Pédaler la boucle complète — Kranjska Gora, Vršič, Trenta, Bovec, puis soit de retour par le Col de Predel soit par transport organisé — est un itinéraire de cyclotourisme multi-jours populaire. Le guide de Kranjska Gora couvre les options de location de vélos en ville.
Les cyclistes sérieux doivent noter : les virages en pavés sont extrêmement difficiles pour les roues de vélo de route. Les crevaisons dans la section supérieure sont fréquentes et la descente est assez rapide pour nécessiter un bon freinage. Vérifiez l’état des pneus et des plaquettes de frein avant de commencer la montée.
Logistique pour les non-conducteurs
Si vous n’avez pas de voiture, les options pour vivre le Col du Vršič sont :
Tour guidé journée : le tour des Alpes juliennes et de la vallée de Trenta depuis Bled est l’option la plus directe — il couvre la route du col et la vallée de Trenta avec un guide qui peut expliquer l’histoire et le paysage, sans que vous ayez à gérer la conduite ou la navigation.
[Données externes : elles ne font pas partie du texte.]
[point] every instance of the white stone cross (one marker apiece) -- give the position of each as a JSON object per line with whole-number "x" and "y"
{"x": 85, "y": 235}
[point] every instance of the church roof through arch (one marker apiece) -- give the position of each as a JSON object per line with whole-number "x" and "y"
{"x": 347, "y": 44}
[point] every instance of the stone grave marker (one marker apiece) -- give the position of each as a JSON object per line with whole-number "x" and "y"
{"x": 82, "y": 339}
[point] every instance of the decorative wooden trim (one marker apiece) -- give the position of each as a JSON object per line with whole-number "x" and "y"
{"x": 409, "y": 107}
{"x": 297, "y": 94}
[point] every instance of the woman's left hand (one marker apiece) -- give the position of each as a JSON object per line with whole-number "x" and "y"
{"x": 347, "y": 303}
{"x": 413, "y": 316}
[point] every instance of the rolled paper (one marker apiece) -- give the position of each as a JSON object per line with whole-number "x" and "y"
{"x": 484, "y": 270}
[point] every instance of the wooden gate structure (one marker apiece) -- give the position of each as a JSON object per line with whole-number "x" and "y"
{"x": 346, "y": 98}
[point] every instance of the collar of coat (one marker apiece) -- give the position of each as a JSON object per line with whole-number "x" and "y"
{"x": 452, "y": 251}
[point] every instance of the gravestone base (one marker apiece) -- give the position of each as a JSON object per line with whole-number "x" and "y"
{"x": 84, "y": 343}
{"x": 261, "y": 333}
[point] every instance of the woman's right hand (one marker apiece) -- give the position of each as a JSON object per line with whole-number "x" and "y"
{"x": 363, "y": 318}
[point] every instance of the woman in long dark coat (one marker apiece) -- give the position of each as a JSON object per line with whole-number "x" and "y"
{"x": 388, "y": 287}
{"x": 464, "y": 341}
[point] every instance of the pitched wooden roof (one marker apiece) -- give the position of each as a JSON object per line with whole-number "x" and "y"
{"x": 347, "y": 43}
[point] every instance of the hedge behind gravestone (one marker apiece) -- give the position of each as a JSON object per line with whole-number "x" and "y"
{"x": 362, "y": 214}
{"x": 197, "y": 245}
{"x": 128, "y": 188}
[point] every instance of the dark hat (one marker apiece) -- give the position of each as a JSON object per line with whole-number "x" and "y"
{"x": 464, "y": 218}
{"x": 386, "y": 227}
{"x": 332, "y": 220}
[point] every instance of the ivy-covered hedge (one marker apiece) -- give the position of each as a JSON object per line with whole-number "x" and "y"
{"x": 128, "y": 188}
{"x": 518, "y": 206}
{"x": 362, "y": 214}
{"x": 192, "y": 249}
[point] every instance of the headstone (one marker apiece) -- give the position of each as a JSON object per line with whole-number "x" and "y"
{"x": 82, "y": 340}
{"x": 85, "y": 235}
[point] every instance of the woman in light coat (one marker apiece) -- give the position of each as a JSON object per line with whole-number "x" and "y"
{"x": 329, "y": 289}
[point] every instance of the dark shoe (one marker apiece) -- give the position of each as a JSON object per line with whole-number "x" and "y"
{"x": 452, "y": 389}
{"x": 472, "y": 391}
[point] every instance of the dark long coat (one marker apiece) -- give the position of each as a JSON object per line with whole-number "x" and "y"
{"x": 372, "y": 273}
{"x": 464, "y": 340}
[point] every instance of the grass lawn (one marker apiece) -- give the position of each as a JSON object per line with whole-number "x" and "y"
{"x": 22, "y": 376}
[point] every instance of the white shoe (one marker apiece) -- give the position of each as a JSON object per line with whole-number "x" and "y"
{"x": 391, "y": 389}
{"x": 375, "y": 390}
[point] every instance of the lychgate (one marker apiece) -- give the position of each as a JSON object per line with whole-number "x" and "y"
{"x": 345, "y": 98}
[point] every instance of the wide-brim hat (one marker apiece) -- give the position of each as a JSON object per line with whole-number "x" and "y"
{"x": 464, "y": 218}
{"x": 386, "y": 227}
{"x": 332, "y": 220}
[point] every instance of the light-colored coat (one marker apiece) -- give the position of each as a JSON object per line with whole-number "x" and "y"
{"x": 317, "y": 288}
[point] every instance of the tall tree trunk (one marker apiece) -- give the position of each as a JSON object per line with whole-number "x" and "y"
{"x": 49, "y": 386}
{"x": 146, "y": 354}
Cyclisme : louez un vélo à Kranjska Gora et montez. Cela prend 2–3 heures à la montée selon la forme physique ; la descente côté Trenta nécessite un moyen de retour (organisez un ramassage ou prenez un itinéraire différent). Certains opérateurs proposent des options « e-bike guidé jusqu’au col » depuis Kranjska Gora.
Taxi : un taxi depuis Kranjska Gora jusqu’au sommet et jusqu’au village de Trenta, puis retour — cher (EUR 60–80 aller-retour) mais faisable pour deux ou trois personnes partageant le coût.
La combinaison de la route du col, de la Chapelle Russe, des vues sur le Prisank et du fond de la vallée de Trenta peut confortablement remplir une journée entière sans se presser. Si vous n’avez qu’une seule journée dans les Alpes juliennes du nord et qu’une voiture est disponible, la boucle du Vršič est la meilleure façon d’utiliser cette journée.